Я был, признаться, очень приятно польщен. Носить этот графский титул мне куда почетнее, чем если бы меня, по пращуру, величали татарским мурзою.
Обед пришел к концу, и послеобеденный кофей был подан мужчинам в кабинет хозяина, помещавшийся в небольшом надворном флигере. Здесь разговор вскоре опять зашел о литературе.
— Извините меня, Николай Михайлыч, — сказал Пушкин, — но я не могу хорошенько уяснить себе: как это вы, после вашего громадного успеха в изящной словесности, вдруг решились совсем бросить ее для истории? Или, по-вашему, словесность — такое уже мелочное занятие, что недостойно серьезного человека?
— Нет, — отвечал Карамзин, — быть писателем или историком, быть министром или кабинетным ученым, по-моему, одно и то же.

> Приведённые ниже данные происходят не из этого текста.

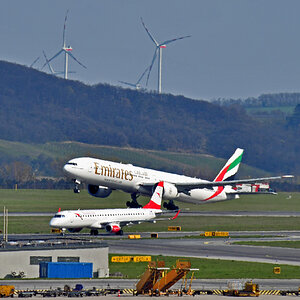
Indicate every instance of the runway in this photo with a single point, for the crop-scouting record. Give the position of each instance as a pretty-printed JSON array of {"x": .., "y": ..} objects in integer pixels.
[
  {"x": 186, "y": 244},
  {"x": 209, "y": 284},
  {"x": 218, "y": 249},
  {"x": 186, "y": 213}
]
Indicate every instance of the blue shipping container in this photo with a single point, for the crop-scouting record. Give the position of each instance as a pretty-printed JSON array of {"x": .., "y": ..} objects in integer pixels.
[{"x": 66, "y": 270}]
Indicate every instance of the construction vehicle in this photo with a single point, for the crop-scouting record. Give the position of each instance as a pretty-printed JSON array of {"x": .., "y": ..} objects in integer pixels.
[
  {"x": 7, "y": 291},
  {"x": 156, "y": 281},
  {"x": 151, "y": 275},
  {"x": 250, "y": 290}
]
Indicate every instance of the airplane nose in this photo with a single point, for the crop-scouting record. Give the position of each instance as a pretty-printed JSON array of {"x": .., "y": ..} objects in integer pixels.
[
  {"x": 52, "y": 222},
  {"x": 66, "y": 169}
]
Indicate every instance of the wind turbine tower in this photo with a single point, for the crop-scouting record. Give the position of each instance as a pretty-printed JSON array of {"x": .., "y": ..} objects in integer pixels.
[
  {"x": 158, "y": 52},
  {"x": 66, "y": 50}
]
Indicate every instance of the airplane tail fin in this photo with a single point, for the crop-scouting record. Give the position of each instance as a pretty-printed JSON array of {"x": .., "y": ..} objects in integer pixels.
[
  {"x": 155, "y": 201},
  {"x": 231, "y": 167}
]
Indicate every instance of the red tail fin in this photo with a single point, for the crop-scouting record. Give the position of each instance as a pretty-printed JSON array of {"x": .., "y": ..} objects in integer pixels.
[{"x": 155, "y": 201}]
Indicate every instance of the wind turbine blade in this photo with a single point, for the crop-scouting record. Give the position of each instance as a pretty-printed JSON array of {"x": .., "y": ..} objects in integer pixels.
[
  {"x": 127, "y": 83},
  {"x": 150, "y": 35},
  {"x": 77, "y": 60},
  {"x": 141, "y": 77},
  {"x": 64, "y": 31},
  {"x": 173, "y": 40},
  {"x": 60, "y": 51},
  {"x": 34, "y": 62},
  {"x": 150, "y": 68}
]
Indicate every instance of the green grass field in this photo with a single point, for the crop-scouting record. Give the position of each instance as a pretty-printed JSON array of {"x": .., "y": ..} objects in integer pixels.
[{"x": 211, "y": 268}]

Мелочных занятий для меня нет; всякое занятие для меня важно, лишь бы оно вело к добру.
— Но почему же вы тогда занялись историей только в зрелые годы?
— Почему? Потому что ранее не был к ней подготовлен.
— Вы-то не были подготовлены? Да ведь вы были же в университете, вы перебывали у всяких ученых за границей, вы еще юношей издавали журналы…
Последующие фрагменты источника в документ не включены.